Although the 1D-gel profiles of the tested extraction times did not differ, only 80% of crude protein, including around 40% of Ara h 1, was present after extraction for 1 min. Most Ara h 2 was extracted in the first minute and, while increasing slightly with time, the values were also associated with a large statistical variance. Defatting with n-hexane allowed extraction of 24% more crude protein, 90% more Ara h 1 and 20% more Ara h 2 than defatting with diethyl ether, although 1D-gel electrophoresis showed very similar profiles. Approximately half as much crude protein was solubilised from roasted or boiled peanuts compared to raw peanuts. For roasted peanuts, while the content of Ara h 2 was 76% less than for raw peanuts, the content of Ara h 1 was 40% more than in raw samples. The content of Ara h 1 and 2 for boiled peanuts was 70–87% less than in raw peanuts, but all major bands were present with lower intensity in 1D-gels.
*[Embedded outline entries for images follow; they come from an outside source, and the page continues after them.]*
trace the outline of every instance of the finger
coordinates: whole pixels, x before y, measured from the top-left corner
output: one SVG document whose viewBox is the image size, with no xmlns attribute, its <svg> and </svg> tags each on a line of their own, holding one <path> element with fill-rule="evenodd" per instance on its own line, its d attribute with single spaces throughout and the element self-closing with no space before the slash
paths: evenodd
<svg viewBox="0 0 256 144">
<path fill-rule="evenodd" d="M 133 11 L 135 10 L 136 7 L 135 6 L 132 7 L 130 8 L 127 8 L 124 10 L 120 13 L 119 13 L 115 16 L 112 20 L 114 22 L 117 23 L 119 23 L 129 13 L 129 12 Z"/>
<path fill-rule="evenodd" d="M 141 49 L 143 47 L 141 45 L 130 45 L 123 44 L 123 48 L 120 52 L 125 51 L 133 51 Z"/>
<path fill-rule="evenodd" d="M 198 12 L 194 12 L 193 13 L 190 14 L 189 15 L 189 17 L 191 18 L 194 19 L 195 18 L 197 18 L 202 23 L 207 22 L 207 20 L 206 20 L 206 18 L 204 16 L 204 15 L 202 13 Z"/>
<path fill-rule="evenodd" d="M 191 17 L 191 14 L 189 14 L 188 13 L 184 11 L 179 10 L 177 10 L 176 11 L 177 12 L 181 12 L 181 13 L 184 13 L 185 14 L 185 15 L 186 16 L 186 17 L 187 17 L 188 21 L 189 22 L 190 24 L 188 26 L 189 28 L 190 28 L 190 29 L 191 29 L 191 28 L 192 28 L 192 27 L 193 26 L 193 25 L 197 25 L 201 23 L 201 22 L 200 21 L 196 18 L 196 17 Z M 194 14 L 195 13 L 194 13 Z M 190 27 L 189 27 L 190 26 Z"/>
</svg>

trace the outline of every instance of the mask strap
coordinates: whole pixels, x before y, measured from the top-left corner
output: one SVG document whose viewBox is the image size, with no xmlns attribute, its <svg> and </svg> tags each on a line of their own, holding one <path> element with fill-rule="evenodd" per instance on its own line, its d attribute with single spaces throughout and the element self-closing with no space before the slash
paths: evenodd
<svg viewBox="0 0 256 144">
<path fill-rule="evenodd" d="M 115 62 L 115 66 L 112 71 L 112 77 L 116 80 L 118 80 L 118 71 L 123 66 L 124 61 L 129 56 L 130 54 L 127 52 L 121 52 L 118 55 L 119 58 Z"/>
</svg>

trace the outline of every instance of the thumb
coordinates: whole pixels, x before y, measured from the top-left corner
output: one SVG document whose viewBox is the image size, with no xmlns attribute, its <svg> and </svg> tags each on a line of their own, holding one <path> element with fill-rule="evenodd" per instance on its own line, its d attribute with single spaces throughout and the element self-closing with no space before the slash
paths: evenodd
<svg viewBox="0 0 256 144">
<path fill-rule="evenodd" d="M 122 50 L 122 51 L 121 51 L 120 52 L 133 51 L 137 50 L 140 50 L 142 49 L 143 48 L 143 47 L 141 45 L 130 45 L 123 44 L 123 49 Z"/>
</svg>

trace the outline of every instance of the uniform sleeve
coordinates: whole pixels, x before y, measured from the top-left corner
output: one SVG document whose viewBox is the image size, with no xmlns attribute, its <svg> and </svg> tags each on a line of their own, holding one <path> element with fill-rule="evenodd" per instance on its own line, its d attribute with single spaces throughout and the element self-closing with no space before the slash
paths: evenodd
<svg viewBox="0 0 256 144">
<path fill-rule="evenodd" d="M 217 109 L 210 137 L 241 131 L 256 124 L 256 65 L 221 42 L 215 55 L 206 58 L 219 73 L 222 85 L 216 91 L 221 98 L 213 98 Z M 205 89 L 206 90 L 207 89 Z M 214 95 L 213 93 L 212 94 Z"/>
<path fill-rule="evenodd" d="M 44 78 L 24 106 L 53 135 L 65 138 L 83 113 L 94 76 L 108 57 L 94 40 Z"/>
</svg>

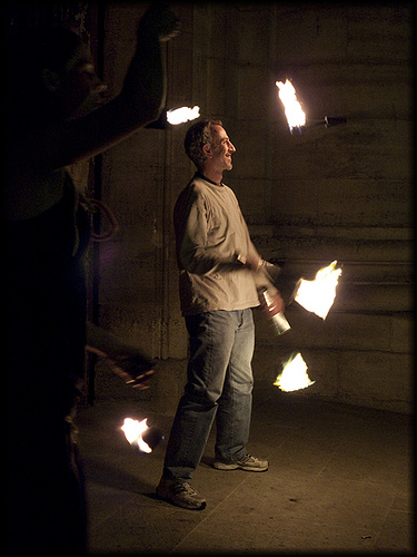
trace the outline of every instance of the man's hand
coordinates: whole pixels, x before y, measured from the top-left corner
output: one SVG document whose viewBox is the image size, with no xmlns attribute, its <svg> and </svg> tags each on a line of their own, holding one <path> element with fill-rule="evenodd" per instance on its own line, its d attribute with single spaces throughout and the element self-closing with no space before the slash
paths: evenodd
<svg viewBox="0 0 417 557">
<path fill-rule="evenodd" d="M 250 271 L 258 271 L 262 263 L 262 258 L 259 255 L 249 255 L 244 257 L 242 255 L 237 256 L 237 262 L 244 268 L 249 268 Z"/>
</svg>

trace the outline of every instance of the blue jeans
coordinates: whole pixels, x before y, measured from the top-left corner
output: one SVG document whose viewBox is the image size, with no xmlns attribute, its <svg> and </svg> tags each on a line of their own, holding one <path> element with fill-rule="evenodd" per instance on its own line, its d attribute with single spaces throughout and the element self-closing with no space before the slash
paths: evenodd
<svg viewBox="0 0 417 557">
<path fill-rule="evenodd" d="M 188 381 L 168 440 L 163 478 L 190 479 L 217 418 L 216 458 L 246 453 L 252 407 L 252 311 L 215 311 L 186 317 Z"/>
</svg>

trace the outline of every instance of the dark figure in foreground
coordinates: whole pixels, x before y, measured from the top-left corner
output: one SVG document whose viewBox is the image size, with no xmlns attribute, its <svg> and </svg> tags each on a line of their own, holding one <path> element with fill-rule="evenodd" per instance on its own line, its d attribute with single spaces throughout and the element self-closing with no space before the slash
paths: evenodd
<svg viewBox="0 0 417 557">
<path fill-rule="evenodd" d="M 87 342 L 89 221 L 68 167 L 158 118 L 160 41 L 176 27 L 165 8 L 146 12 L 122 90 L 107 104 L 89 49 L 72 31 L 26 30 L 6 52 L 7 553 L 86 550 L 73 416 Z M 140 387 L 149 375 L 130 379 Z"/>
</svg>

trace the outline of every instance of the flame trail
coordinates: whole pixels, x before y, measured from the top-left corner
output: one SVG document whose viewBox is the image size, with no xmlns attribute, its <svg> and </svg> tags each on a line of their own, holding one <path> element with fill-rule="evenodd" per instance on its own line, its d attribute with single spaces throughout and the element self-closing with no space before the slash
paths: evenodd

When seed coats were defatted and extracted with various buffers, negligible crude protein and no Ara h 1 was detected, while Ara h 2 was less than 1% of that in the respective peanut kernel extracts. The fastest and most effective extraction method for extracting crude protein and Ara h 1 and 2 simultaneously involved using 20 mM Tris (pH 8.5) for 30 min at 21°C. These conditions resulted on average in the solubilization of 582 mg crude protein, 13.5 mg Ara h 1 (2.3%) and 41.3.
At similar pH values, Tris gave around 50% more protein than TBS under various conditions , suggesting that NaCl interfered with the extraction. Urea and SDS increased Ara h1 extraction. This may increase IgE-binding epitopes by changing the structure of a homotrimer of Ara h1. Extraction with sodium carbonate (pH 10.6) led to a high rate of crude protein and was effective in extraction of Ara h 2 but Ara h 1 must have aggregated, leading to an altered sensitivity of the ELISA. There are 10 known IgE-binding epitopes in Ara h 2, distributed throughout the molecule. Presumably DTT affected the Ara h 2 structure and disrupted the epitope for the monoclonal antibody in the Ara h 2 ELISA. Since SDS and urea are used in the Western blot protocol, Ara h 1 and 3 are present in the denaturated conformation. The addition of DTT to the Western assay would also have altered the confirmation of Ara h 2. Given that peanuts contain around 50% lipid (www.pca.com.au) and the peanut flour used was defatted, the total protein content in the peanut kernels measured is estimated to be around 29% peanut protein in relation to the whole kernels.